Cheerful Weather For the Wedding.
Cheerful Weather For the Wedding has been on my list of "must reads" for a long time and I was thrilled when Persephone published it with such a beautiful cover. Set during just one day, the book describes the tangled emotion and chaos leading up to and after a family wedding, and is described by The Guardian as "A brilliant, bittersweet upstairs-downstairs comedy”.
At Mrs Lippincote's
Elizabeth Taylors writing is an absolute joy so I'm looking forward to At Mrs Lippincote's, the story of an Army wife struggling to meet her husbands high ideals, described in an Amazon review thus...

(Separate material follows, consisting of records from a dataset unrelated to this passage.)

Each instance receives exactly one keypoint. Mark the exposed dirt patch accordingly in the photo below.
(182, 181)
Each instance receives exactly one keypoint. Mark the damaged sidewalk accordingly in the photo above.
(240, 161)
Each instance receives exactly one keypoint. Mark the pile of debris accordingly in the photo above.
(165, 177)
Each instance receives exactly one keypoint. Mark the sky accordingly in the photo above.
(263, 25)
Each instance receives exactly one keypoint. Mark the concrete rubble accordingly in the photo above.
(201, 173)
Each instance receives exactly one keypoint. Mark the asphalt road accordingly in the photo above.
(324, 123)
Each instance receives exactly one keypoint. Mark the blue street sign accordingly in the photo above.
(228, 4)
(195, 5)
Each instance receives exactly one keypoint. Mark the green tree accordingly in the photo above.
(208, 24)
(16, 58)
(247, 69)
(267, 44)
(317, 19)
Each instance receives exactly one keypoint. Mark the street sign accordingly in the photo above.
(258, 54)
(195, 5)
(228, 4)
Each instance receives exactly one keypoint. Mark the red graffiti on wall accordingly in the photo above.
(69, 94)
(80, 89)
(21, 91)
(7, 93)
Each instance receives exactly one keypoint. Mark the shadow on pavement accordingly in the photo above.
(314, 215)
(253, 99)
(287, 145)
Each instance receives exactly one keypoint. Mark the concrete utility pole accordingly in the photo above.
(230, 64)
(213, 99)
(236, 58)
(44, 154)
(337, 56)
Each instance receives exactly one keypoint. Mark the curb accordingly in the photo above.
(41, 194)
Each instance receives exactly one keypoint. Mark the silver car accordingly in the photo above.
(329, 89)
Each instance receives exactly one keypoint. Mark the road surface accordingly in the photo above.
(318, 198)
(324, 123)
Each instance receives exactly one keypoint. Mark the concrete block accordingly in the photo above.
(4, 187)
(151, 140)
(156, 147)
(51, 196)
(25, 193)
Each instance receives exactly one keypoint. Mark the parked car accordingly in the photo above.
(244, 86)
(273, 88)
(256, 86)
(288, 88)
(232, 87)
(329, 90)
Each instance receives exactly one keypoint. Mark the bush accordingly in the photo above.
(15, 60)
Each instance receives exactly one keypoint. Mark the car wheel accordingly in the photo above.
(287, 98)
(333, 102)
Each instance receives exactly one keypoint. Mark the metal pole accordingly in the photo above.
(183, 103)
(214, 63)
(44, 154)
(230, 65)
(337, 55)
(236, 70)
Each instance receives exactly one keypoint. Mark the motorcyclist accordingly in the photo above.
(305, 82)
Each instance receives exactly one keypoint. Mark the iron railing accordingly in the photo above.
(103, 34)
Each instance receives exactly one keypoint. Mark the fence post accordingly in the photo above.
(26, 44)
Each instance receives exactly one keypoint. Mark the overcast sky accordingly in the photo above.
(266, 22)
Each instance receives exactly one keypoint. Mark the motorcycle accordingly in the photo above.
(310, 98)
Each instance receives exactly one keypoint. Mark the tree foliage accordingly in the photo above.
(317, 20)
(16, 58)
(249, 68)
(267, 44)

"Billeted temporarily to the village and home of the eponymous Mrs. Lippincote to be near her husband, an officer in the RAF, Julia Davenant is expected to be a model officer's wife, serving meals to her husband's commanding officers, joining in the fun had by his fellows and their wives, and behaving so as not to attract attention or to embarrass him. Reminded of these obligations by the model of the domestic Lippincotes that surrounds her in her new home, she chooses instead to escape into an inner world of observation and intellectual reflection as she cares for her husband, her sickly son, and her husband's censorious "odd woman" cousin Eleanor who serves as both company and as foil for the nonconformist Julia."
The Scent of Water
Having never heard of Elizabeth Goudge, (shame on me) this is the one book of all those I have chosen for the year that I am looking forward to because there is no greater joy than discovering an author others are raving about.
The Scent of Water tells the tale of a woman leaving city life and adapting to the quirks and eccentricities of life in the countryside house she has inherited. Described as enchanting by more than one reviewer, April cannot come soon enough for me.
Young Hearts Crying
It is my belief that one has to steel one's emotions before attempting to read a Richard Yates novel, so devastating are they both in terms of storyline and powerful writing. Having adored Revolutionary Road, Eleven Kinds of Loneliness and the wonderful Easter Parade, this description of the decay of a marriage over thirty years looks set to break my heart all over again, which is why I am choosing May as the month to read it, being after all the Springiest, happiest month of the entire year.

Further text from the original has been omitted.